It's a testimony to something--I dunno, PR, fear, political distaste--that we pay so much attention to China. After 20 years of near double digit growth, their stated GDP is about $2.7 trillion U.S. dollars, compared to the U.S. figure of over $13 trillion. They produce about as many patents as the Netherlands, 19% of their population lives on less than $1 per day, and the average adult has 6.4 years of schooling. (These stats are from Nationmaster.)
China has a lot of what they call 'mass incidents,' which in other countries would be called demonstrations or riots. 87,000 last year. 20 years of double digit growth and 87,000 mass incidents per year. That's not a sign of a governmental system with widespread legitimacy amongst the governed.
Now, no developed country that I know of achieved that status without a hiccup--most countries had several long periods of economic stagnation or decline.
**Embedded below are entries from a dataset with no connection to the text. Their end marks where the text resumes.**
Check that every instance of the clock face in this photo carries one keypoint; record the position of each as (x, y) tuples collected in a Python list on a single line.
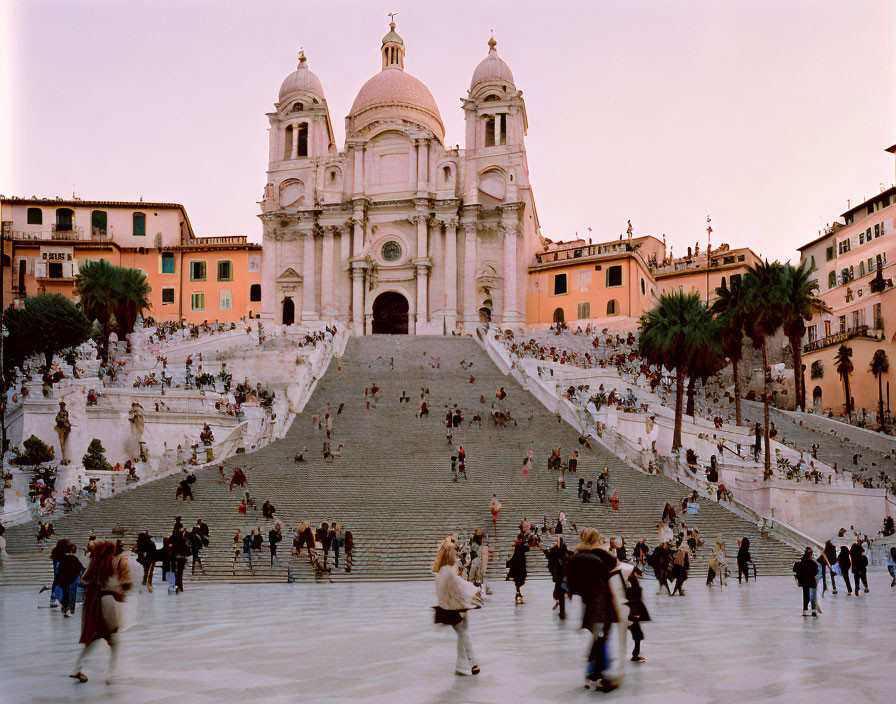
[(391, 251)]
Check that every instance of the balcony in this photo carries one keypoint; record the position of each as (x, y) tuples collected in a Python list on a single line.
[(862, 331)]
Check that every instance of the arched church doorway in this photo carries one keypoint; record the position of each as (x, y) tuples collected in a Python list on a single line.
[(390, 314), (289, 311)]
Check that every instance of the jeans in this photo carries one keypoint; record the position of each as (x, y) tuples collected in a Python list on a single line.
[(465, 657), (810, 595)]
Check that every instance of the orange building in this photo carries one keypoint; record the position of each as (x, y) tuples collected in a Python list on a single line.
[(194, 278), (581, 282)]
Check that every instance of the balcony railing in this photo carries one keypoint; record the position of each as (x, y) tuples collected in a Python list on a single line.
[(862, 331)]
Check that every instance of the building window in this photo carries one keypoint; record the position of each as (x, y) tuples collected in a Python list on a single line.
[(64, 219), (98, 221), (559, 284), (167, 262), (614, 276), (287, 143), (585, 310), (302, 140)]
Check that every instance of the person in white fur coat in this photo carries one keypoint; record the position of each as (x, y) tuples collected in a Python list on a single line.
[(456, 596)]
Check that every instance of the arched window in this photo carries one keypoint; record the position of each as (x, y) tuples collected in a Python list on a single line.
[(558, 315), (302, 137), (287, 142), (64, 219)]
Someone will have to explain to me why China should be the exception to this pattern. One such hiccup has arrived for China, and my 5-year prediction is that they will suffer through a depression that makes Western recession look mild. Remember one thing from this post, if no other: Hard times are harder for the poor. China is poor.
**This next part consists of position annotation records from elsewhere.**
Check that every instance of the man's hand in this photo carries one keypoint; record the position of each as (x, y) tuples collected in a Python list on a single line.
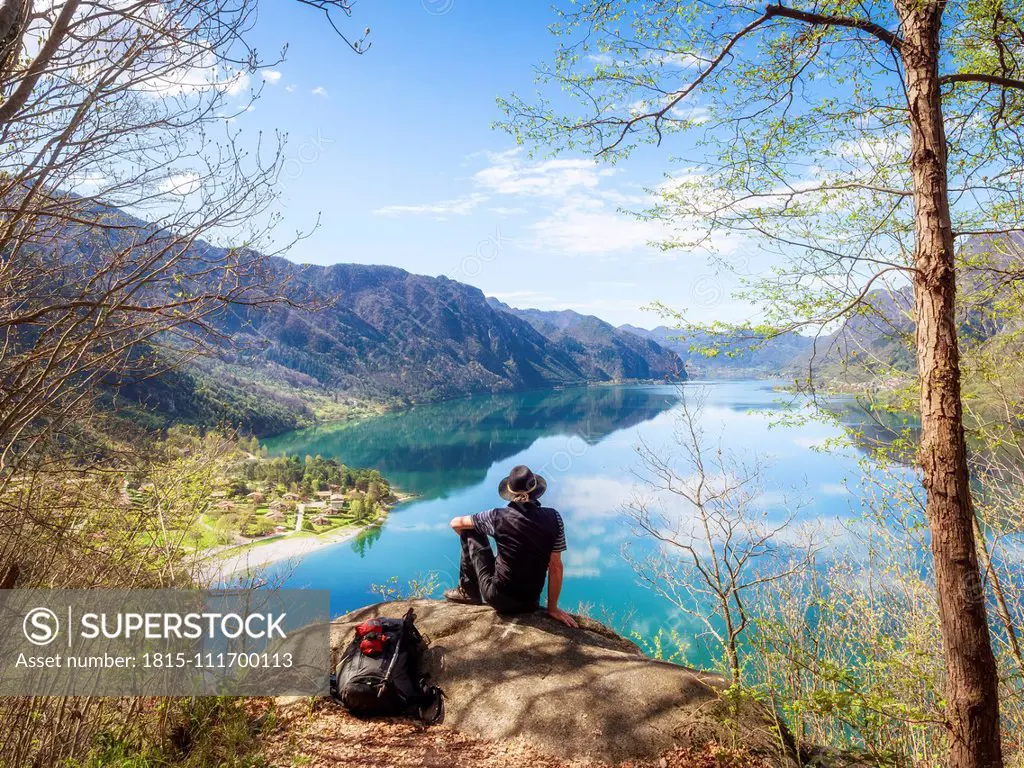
[(560, 615)]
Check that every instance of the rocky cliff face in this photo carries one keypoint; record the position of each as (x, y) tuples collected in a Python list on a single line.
[(384, 332), (601, 351)]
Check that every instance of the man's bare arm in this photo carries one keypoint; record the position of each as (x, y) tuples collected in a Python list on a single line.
[(460, 524), (555, 573)]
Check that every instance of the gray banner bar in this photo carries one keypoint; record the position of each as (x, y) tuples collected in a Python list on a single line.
[(164, 642)]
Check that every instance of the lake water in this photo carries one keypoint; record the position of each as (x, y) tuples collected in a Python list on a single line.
[(583, 440)]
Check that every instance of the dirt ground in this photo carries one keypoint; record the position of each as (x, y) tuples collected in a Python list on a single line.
[(328, 737)]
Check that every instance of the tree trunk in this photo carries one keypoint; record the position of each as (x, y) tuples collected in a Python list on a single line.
[(972, 686)]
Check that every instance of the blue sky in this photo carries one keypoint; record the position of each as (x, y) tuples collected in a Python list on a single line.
[(395, 152)]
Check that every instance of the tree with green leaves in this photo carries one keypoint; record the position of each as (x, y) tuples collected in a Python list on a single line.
[(849, 145)]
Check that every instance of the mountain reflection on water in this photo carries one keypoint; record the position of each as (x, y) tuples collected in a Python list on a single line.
[(433, 450)]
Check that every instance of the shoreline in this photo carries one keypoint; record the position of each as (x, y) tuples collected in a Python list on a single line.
[(294, 546), (258, 555)]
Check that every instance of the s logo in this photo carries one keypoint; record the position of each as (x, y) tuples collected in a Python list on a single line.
[(41, 626)]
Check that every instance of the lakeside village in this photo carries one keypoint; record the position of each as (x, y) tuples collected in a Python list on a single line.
[(250, 500)]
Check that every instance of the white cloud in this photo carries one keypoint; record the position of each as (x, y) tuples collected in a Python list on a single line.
[(588, 225), (181, 183), (456, 207), (835, 488), (509, 174), (87, 182)]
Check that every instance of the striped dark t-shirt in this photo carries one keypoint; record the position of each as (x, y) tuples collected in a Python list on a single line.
[(525, 535)]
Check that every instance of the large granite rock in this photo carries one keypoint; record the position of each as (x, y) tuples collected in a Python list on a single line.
[(572, 693)]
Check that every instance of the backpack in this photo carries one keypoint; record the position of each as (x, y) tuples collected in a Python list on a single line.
[(380, 672)]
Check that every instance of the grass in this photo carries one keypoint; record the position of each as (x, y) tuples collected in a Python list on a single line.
[(193, 732)]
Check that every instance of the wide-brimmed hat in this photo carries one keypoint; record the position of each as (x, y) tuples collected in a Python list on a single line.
[(521, 484)]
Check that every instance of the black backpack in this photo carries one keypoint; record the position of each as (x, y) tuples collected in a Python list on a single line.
[(380, 673)]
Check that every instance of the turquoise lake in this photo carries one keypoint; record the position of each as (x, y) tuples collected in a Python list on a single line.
[(452, 456)]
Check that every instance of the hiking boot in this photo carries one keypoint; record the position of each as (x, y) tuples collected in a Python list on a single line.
[(459, 595)]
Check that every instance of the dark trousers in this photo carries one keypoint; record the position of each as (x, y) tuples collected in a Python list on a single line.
[(476, 576)]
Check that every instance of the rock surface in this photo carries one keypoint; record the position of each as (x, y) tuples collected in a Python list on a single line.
[(572, 693)]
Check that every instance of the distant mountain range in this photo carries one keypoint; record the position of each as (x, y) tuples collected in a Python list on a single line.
[(384, 334), (738, 355)]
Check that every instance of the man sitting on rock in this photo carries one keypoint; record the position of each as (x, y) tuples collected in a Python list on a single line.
[(530, 540)]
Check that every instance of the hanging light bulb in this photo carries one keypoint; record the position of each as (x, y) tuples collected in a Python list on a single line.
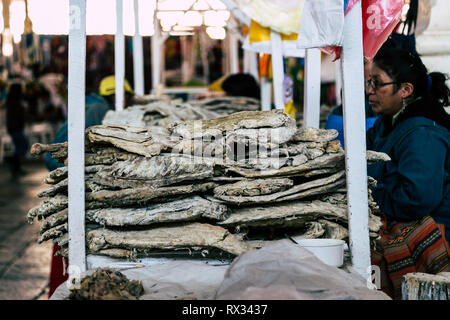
[(216, 33), (7, 46)]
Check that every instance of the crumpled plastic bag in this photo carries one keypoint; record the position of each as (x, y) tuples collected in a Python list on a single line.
[(282, 16), (175, 280), (286, 271), (258, 40), (322, 24)]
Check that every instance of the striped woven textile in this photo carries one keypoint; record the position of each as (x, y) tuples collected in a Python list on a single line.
[(417, 246)]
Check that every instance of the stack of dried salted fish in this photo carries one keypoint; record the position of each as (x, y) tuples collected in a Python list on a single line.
[(157, 115), (211, 187), (227, 105)]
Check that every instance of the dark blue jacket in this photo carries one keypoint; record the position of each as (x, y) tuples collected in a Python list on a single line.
[(96, 109), (416, 182)]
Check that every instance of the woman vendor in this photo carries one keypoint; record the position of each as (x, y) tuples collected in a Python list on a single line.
[(413, 190)]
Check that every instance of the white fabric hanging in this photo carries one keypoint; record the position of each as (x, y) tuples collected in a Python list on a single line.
[(322, 24)]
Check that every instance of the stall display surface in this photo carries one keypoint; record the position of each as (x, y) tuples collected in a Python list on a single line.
[(284, 271)]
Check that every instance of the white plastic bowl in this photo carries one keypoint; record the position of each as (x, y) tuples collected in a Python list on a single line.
[(330, 251)]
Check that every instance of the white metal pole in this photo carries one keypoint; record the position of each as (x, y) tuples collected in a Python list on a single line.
[(76, 124), (233, 52), (338, 81), (355, 142), (266, 94), (156, 54), (138, 54), (119, 56), (277, 69), (311, 107)]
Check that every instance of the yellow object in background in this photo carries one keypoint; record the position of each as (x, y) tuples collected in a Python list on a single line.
[(290, 109), (258, 33), (108, 86), (217, 84), (265, 65)]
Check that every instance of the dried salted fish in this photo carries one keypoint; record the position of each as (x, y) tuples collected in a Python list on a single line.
[(127, 197), (61, 173), (62, 241), (240, 120), (187, 209), (325, 161), (153, 172), (48, 207), (249, 188), (314, 230), (62, 187), (53, 233), (192, 235), (313, 187), (107, 284)]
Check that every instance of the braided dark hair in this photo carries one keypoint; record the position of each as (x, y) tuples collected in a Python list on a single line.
[(411, 17), (403, 66)]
Their economy is export driven. People aren't importing their products. Their own consumers have a strong tradition of saving. They are not going to start spending when times get bad. Their economy is not free. There is no band of young entrepreneurs in garages plotting an internet boom. Their country is savagely corrupt. Companies that have invested heavily there will soon find out what that means in times of trouble. This will deter new waves of investment after Western economies start to recover.
Now, however, their economic problems are also ours. They own a lot of our debt. The US has depended on it in its economic calculations. They will not be able to continue purchasing Treasuries. In another post I will look at the effects on Western politics and economics.